In brief | Nation & world 091713


Syria deal shines light on suspected Israeli chemical weapons program

JERUSALEM — The U.S.-Russian plan to dismantle Syria’s chemical weapons is drawing attention to Israel’s own suspected chemical stockpile and could raise pressure on the Jewish state to come clean about its capabilities.

Israel signed the landmark international treaty banning the production or use of chemical weapons two decades ago, but it is among a handful of nations that have never ratified the deal. While foreign experts widely believe that Israel likely possesses a stockpile of chemical and biological weapons, Israeli officials refuse to confirm or deny the existence of any such arsenal.

They say the key issue right now is Syria, not Israel.

In a radio interview Monday, former Defense Minister Amir Peretz declined to discuss the country’s chemical weapons capabilities but said the international community’s attitude toward Israel is “different” from Syria.

“It’s clear to everyone that (Israel) is a democratic, responsible regime,” he told Israel Radio. “I very much hope and am certain that the international community will not make this a central question and we will maintain the status quo.”

Shipwrecked Concordia wrested off Italian reef, yet operation slowed by delays and cable glitch

GIGLIO ISLAND, Italy — Using a vast system of steel cables and pulleys, maritime engineers on Monday gingerly winched the massive hull of the Costa Concordia off the reef where the cruise ship capsized near an Italian island in January 2012.

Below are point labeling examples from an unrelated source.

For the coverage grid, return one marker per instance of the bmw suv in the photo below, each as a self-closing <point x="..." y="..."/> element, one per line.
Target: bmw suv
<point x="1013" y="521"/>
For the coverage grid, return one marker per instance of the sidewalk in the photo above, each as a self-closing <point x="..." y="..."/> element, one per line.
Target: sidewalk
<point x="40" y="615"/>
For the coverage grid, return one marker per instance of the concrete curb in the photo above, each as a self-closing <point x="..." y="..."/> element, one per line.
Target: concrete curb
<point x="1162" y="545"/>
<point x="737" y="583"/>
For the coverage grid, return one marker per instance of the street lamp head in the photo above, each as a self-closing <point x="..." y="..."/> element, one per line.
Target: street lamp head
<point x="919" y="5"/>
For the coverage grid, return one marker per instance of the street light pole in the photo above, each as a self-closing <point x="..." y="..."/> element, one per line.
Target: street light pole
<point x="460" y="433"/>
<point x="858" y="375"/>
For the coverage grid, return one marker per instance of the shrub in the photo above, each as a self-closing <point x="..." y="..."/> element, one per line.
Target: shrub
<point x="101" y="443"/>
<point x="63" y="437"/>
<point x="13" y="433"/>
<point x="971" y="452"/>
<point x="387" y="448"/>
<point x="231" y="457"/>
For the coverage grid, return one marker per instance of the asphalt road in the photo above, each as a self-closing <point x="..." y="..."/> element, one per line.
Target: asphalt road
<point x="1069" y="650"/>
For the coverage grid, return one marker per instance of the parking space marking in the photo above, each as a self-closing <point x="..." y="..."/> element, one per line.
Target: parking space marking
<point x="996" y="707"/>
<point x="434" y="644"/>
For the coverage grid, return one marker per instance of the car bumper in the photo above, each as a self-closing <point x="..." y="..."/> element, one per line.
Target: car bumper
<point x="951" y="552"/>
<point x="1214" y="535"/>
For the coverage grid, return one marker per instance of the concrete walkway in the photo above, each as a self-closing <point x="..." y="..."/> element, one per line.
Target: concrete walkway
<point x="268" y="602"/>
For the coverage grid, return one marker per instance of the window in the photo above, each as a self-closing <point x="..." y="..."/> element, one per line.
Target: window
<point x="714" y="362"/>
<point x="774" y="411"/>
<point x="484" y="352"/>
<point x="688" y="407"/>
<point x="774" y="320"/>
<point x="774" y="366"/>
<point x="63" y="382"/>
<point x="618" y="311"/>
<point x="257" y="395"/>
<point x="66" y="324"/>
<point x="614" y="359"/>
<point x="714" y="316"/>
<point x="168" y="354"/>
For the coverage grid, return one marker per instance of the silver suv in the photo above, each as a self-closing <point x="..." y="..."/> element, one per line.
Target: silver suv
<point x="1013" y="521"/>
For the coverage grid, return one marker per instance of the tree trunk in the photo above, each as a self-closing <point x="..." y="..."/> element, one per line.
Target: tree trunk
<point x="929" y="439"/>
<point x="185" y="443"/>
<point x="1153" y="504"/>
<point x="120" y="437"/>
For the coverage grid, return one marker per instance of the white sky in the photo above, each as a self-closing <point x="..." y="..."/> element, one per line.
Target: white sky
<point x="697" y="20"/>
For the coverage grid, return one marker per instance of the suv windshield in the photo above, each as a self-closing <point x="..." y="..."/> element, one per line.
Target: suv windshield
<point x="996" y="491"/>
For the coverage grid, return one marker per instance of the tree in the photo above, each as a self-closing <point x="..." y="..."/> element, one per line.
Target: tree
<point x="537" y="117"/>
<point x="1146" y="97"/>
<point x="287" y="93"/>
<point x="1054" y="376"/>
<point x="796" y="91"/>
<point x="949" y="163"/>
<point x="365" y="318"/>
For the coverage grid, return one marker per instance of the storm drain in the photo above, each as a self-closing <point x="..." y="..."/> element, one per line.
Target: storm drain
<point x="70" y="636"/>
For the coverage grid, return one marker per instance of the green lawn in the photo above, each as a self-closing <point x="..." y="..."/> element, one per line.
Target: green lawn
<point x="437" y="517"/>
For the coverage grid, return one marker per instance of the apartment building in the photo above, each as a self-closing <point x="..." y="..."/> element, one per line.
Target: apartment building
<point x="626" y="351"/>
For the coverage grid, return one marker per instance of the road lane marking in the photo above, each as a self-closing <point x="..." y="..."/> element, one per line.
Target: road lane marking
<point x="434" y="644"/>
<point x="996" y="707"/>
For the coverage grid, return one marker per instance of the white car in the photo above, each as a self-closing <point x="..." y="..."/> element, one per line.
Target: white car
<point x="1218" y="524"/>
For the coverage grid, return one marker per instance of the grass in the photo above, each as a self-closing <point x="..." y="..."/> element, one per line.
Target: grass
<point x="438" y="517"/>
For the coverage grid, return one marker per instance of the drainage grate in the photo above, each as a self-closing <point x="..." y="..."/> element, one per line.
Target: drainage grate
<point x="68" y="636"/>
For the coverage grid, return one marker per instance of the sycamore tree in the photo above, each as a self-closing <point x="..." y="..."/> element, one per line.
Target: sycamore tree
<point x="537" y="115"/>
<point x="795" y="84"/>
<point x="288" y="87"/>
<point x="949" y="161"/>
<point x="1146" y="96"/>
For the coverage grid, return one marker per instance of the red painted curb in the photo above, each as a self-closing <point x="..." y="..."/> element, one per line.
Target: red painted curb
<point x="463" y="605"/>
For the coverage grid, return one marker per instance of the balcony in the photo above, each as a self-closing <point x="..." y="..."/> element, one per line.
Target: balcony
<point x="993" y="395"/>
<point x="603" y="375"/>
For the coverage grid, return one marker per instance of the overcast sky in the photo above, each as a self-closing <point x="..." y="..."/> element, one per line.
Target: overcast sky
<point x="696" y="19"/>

But progress in pulling the heavily listing luxury liner to an upright position was going much slower than expected. Delays meant the delicate operation — originally scheduled from dawn to dusk Monday — was not expected to be completed before Tuesday morning.

Never before has such an enormous cruise ship been righted. Salvage workers struggled to overcome obstacle after obstacle as they slowly inched toward their goal of raising the crippled ship 65 degrees to the upright position.

An early morning storm delayed the salvage command barge from getting into place for several hours. Later, some of the cables dragging the ship’s hull upright went slack, forcing engineers to climb the hull to fix them.

Seeing potential ‘economic chaos,’ Obama warns GOP on shutdown threat

WASHINGTON — A potential federal shutdown looming, President Barack Obama on Monday warned congressional Republicans they could trigger national “economic chaos” if they demand a delay of his health care law as the price for supporting continued spending for federal operations.

House Republican leaders were to meet Tuesday in hopes of finding a formula that would avoid a shutdown on Oct. 1 without alienating party conservatives who insist on votes to undercut the Affordable Care Act. Even more daunting is a mid- to late-October deadline for raising the nation’s borrowing limit, which some Republicans also want to use as leverage against the Obama administration.

“Are some of these folks really so beholden to one extreme wing of their party that they’re willing to tank the entire economy just because they can’t get their way on this issue?” Obama said in a speech at the White House.

The Republicans don’t see it that way.

House Speaker John Boehner, who opposes the threat of a shutdown, said, “It’s a shame that the president could not manage to rise above partisanship today.” Obama, said Boehner, “should be working in a bipartisan way to address America’s spending problem, the way presidents of both parties have done before,” and should delay implementation of the health care law.